The parol evidence rule is a substantive common law rule in contract cases that prevents a party to a written contract from presenting extrinsic evidence that discloses an ambiguity and clarifies it or adds to the written terms of the contract that appears to be whole. The term of art parol literally means "word" and comes from Anglo-French, Anglo-Norman, or Legal French, which in turn is derived from ecclesiastical Latin parabola, which means "speech". It does not directly translate as "oral", which has a different origin in modern English, coming from the Latin oralis, which meant "mouth".

The supporting rationale for this rule is that since the contracting parties have reduced their agreement to a single and final writing, extrinsic evidence of past agreements or terms should not be considered when interpreting that writing, as the parties had decided to ultimately leave them out of the contract. In other words, one may not use evidence made prior to the written contract to contradict the writing. A common misconception is that it is a rule of evidence (like the Federal Rules of Evidence), but that is not the case.

The rule applies to parol evidence, as well as other extrinsic evidence (such as written correspondence that does not form a separate contract) regarding a contract. If a contract is in writing and final to at least one term (integrated), parol or extrinsic evidence will generally be excluded. However, there are a number of exceptions to this general rule, including for partially integrated contracts, agreements with separate consideration, to resolve ambiguities, or to establish contract defenses.

To take an example, Carl agrees in writing to sell Betty a car for $1,000, but later, Betty argues that Carl earlier told her that she would only need to pay Carl $800. The parol evidence rule would generally prevent Betty from testifying to this alleged conversation because the testimony ($800) would directly contradict the written contract's terms ($1,000).

In order for the rule to be effective, the contract in question must first be a final integrated writing; it must, in the judgment of the court, be the final agreement between the parties (as opposed to a mere draft, for example).

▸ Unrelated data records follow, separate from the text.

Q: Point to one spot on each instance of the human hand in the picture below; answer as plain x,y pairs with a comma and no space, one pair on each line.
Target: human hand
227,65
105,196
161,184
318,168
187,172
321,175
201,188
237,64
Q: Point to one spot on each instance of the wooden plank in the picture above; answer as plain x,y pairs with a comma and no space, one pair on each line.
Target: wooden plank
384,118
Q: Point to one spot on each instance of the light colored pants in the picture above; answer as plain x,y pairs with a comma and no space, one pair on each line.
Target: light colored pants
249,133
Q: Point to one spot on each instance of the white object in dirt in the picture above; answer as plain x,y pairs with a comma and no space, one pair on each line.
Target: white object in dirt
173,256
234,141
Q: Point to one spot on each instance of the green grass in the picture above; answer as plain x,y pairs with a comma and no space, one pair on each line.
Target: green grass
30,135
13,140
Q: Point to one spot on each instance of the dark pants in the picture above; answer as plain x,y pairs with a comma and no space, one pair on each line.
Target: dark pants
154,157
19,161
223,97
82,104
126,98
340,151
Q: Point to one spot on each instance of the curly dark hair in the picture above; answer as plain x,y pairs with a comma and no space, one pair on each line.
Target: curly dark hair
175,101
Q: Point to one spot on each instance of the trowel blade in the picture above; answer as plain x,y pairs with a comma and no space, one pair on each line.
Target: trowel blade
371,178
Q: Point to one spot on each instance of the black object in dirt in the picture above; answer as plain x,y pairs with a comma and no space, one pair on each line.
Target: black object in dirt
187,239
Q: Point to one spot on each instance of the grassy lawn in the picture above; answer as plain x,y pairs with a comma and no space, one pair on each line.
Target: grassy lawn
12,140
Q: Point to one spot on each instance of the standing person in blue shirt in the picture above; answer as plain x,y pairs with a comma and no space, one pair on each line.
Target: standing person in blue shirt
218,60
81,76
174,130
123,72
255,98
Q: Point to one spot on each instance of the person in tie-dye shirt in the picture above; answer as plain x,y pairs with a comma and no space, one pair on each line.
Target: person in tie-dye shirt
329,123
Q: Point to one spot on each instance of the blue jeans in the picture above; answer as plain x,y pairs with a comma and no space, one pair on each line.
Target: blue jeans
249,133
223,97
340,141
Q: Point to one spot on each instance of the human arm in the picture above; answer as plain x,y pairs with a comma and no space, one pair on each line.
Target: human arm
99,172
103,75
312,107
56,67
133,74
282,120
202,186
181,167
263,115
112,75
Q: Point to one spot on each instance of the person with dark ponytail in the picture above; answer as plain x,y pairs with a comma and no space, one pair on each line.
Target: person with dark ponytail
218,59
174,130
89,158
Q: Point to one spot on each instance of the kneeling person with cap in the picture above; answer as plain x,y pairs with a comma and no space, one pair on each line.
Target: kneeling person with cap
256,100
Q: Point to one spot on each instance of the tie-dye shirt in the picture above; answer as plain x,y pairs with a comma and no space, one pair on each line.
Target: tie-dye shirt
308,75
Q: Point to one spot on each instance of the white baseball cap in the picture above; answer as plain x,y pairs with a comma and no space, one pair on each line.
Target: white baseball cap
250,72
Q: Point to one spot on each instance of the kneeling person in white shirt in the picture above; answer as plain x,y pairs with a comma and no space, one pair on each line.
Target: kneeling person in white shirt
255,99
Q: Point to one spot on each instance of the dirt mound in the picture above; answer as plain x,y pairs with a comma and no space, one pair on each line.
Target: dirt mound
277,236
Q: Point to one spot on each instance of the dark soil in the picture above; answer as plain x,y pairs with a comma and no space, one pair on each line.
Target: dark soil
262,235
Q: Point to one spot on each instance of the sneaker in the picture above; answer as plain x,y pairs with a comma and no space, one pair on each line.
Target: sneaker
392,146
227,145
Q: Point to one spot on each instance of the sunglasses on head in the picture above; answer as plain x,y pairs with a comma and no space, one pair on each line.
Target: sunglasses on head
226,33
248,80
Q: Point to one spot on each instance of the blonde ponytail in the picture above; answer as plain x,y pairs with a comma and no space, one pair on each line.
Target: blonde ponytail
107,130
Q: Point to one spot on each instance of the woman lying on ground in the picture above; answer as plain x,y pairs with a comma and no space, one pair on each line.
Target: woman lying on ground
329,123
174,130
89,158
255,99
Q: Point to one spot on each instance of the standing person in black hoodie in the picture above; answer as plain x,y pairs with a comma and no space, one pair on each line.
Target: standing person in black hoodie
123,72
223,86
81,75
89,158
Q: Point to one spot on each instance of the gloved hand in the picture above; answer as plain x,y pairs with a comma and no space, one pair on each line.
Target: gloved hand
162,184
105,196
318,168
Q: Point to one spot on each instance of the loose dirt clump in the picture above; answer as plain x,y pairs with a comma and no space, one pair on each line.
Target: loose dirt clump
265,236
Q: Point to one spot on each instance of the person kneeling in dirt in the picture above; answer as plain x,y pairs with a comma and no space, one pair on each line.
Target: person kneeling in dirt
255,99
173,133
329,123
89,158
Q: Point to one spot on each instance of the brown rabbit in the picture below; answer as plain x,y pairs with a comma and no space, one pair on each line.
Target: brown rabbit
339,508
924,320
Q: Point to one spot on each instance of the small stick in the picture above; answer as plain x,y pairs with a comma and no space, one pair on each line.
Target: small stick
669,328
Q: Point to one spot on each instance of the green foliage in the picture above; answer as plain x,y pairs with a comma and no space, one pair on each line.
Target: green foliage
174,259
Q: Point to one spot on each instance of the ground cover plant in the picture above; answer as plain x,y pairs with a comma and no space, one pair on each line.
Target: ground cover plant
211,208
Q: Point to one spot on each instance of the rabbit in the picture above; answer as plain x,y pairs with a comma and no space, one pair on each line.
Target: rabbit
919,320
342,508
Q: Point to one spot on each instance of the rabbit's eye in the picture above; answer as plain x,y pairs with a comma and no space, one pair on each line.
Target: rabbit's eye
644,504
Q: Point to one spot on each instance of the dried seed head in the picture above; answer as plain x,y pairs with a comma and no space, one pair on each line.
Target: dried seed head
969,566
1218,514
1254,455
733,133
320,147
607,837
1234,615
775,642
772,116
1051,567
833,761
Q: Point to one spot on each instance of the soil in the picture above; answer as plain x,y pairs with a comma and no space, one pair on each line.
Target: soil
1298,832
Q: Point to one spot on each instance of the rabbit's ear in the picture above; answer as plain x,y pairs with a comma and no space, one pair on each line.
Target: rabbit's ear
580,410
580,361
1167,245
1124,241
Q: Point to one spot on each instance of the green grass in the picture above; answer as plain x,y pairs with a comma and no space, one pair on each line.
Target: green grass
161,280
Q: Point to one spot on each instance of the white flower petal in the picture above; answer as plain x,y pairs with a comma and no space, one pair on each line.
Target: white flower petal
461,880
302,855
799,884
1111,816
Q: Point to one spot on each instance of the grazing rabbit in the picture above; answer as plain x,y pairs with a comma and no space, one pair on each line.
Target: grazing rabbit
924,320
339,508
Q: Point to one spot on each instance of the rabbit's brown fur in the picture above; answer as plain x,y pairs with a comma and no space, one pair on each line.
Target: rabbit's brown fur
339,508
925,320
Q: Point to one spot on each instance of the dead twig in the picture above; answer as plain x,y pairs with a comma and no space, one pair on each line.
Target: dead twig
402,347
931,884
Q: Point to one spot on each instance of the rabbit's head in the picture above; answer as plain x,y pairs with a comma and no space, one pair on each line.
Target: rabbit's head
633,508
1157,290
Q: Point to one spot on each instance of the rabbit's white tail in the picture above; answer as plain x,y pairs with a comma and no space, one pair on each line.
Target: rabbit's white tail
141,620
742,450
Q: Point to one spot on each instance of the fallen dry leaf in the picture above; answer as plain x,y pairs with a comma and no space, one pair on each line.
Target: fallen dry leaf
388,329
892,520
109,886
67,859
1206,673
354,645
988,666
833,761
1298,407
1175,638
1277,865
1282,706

A final agreement is either a partial or complete integration, provided that it has an agreement on its face indicating its finality. If it contains some, but not all, of the terms as to which the parties have agreed then it is a partial integration. This means that the writing was a final agreement between the parties (and not mere preliminary negotiations) as to some terms, but not as to others. On the other hand, if the writing were to contain all of the terms as to which the parties agreed, then it would be a complete integration. One way to ensure that the contract will be found to be a final and complete integration is through the inclusion of a merger clause, which recites that the contract is, in fact, the whole agreement between the parties. However, many modern cases have found merger clauses to be only a rebuttable presumption.